A groundbreaking Netflix series set among Turkey’s Jews has been an unexpected hit there, challenging taboos and enthralling audiences with its glimpse into a long-overlooked community.
The global success of Turkish television series – often with government-pleasing narratives – has made the country a small-screen superpower.
But “The Club” and its sumptuous recreation of 1950s Istanbul is a first, not least because some of the dialogue is in Ladino, the language of Istanbul’s Jews which derives from medieval Spanish.
While minorities once flourished in the cosmopolitan capital of the Ottoman Empire, they suffered persecution as it fell and discrimination ever since.

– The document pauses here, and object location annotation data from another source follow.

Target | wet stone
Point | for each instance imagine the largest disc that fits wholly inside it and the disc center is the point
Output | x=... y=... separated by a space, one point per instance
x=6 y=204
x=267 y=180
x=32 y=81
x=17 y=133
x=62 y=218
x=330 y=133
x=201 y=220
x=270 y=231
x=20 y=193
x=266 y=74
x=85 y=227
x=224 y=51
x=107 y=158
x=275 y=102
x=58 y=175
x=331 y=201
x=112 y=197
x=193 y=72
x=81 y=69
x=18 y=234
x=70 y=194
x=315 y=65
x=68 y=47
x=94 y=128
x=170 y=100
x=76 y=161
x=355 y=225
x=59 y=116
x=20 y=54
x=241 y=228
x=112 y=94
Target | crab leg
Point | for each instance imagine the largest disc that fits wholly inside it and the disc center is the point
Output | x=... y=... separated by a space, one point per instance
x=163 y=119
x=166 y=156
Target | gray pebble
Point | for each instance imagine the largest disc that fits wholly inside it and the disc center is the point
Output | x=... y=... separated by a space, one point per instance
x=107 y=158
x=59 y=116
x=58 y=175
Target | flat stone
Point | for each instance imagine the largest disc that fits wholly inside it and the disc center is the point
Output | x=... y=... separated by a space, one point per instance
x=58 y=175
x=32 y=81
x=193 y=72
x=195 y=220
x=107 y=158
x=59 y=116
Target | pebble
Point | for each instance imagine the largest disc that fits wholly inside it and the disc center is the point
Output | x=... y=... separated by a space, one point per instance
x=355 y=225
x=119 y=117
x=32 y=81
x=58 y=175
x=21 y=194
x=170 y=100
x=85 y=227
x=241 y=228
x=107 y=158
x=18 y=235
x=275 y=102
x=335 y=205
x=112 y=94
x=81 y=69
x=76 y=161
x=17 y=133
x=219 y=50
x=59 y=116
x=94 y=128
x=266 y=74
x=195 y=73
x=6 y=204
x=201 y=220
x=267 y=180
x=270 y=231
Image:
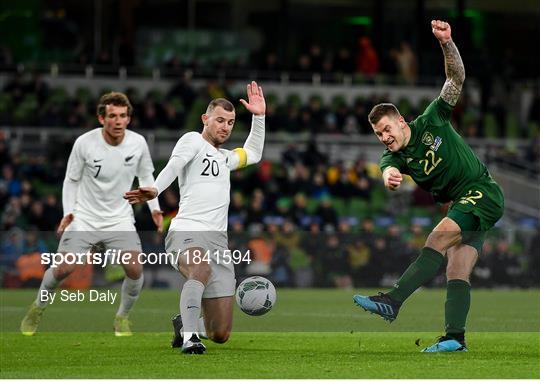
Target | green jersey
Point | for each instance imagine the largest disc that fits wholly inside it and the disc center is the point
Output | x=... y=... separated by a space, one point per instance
x=436 y=157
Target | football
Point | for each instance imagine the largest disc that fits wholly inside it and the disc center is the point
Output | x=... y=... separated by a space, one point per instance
x=256 y=295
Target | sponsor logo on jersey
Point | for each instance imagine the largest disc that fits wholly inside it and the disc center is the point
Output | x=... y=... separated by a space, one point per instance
x=436 y=143
x=128 y=162
x=427 y=138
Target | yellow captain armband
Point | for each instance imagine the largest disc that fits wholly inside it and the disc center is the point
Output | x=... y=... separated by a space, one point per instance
x=242 y=155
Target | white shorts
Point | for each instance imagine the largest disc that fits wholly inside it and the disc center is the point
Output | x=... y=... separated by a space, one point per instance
x=222 y=281
x=80 y=236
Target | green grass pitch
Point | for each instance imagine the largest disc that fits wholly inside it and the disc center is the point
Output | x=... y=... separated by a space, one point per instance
x=310 y=333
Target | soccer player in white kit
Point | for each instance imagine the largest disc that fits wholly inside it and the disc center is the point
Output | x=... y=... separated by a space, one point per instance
x=101 y=168
x=198 y=233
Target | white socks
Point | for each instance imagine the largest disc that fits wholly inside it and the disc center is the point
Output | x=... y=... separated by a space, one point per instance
x=131 y=288
x=202 y=329
x=190 y=307
x=48 y=284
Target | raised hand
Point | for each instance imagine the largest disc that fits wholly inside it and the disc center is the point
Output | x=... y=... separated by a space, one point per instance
x=441 y=30
x=256 y=103
x=141 y=194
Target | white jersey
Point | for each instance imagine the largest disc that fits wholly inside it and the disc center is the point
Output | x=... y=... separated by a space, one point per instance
x=105 y=173
x=204 y=184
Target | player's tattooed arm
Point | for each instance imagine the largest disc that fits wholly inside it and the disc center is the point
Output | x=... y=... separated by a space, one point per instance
x=455 y=73
x=453 y=65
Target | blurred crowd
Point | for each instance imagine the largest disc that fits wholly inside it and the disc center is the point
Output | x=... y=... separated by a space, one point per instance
x=305 y=221
x=27 y=100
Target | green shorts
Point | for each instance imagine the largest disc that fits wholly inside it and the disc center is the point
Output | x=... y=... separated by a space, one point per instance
x=477 y=211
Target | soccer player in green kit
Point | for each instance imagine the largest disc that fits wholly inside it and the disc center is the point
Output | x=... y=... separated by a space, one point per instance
x=438 y=160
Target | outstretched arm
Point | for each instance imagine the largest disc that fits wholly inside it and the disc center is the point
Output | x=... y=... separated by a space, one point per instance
x=453 y=65
x=251 y=153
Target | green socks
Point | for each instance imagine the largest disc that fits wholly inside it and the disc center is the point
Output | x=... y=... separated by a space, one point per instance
x=417 y=274
x=456 y=308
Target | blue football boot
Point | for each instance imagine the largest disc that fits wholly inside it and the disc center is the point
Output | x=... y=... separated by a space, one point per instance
x=446 y=344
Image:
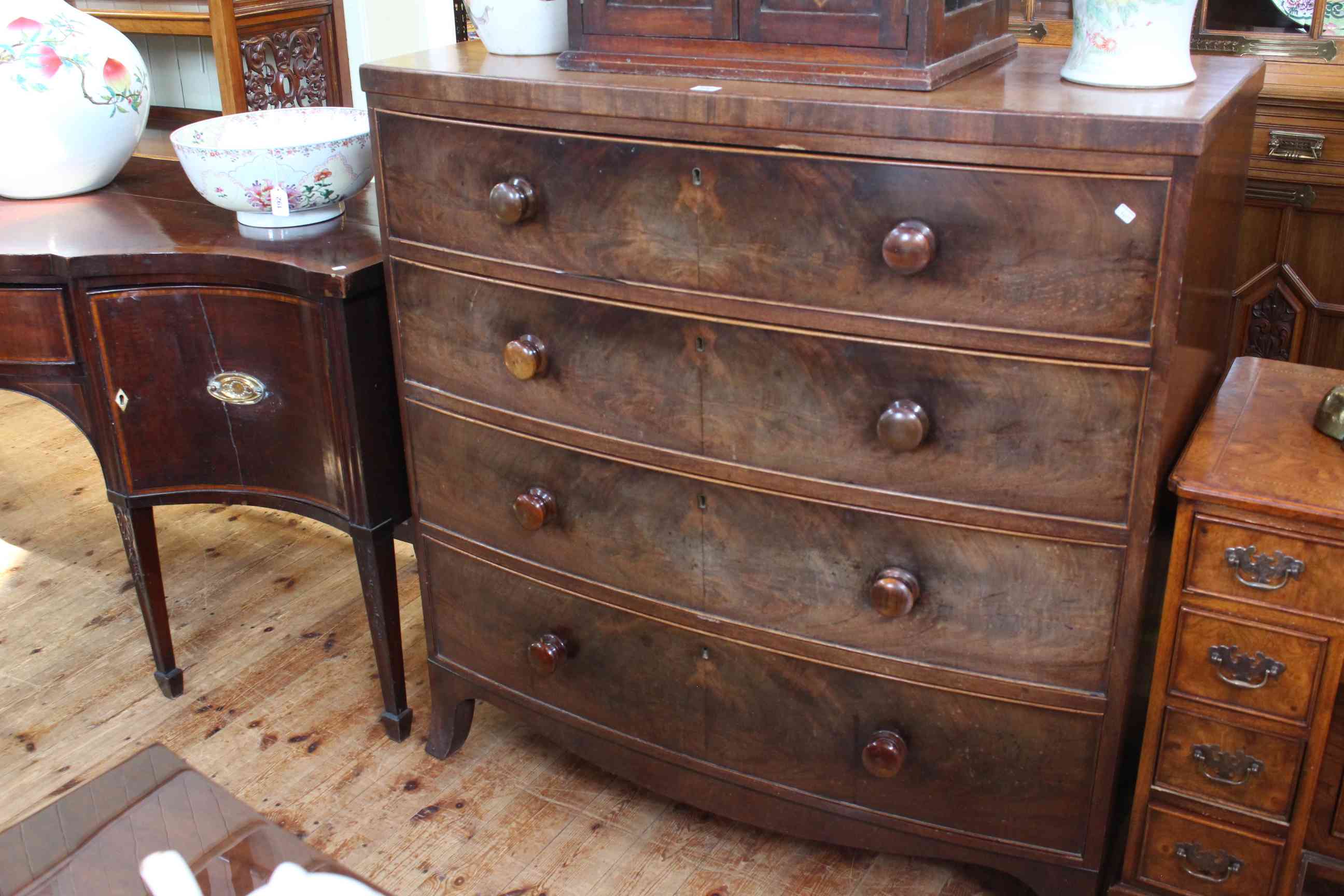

Jews have generally kept their heads down to protect themselves, sticking to the Turkish Jewish custom of “kayades,” meaning “silence” in Ladino.
But “The Club” – which is set around a nightclub in Istanbul’s historic European quarter – puts an end to that silence.
The attacks and persecution that drove many Jews, Greeks and Armenians to leave Turkey in the 20th century are dealt with, including a crippling 1942 tax on non-Muslims and a pogrom against Greeks in 1955 which also unleashed violence against all the other minorities.
“Silence has neither protected us from anti-Semitism nor prevented migration to other countries,” said Nesi Altaras, editor of Avlaremoz online magazine run by young Turkish Jews.
“We need to talk, including on political issues that previous generations wanted to avoid,” he told AFP.
Less than 15,000 Jews remain in Turkey, down from 200,000 at the beginning of the 20th century.
The majority are Sephardic, whose ancestors fled to the Ottoman Empire after they were expelled from Spain in 1492.
In a rare case of life imitating art, “The Club” became Netflix’s number one show in Turkey just as Ankara tried to repair ties with Israel.
While both countries have been historically close, relations have soured badly over Israel’s treatment of the Palestinians and remarks by the Turkish president criticised as anti-Semitic.
Indeed until recently, Turkish pro-government dailies regularly published stories seen to be anti-Semitic.
But Israeli President Isaac Herzog made a landmark visit to Turkey earlier this month, where he held talks with his opposite number, Recep Tayyip Erdogan.
Herzog even visited the Istanbul district in which “The Club” is set.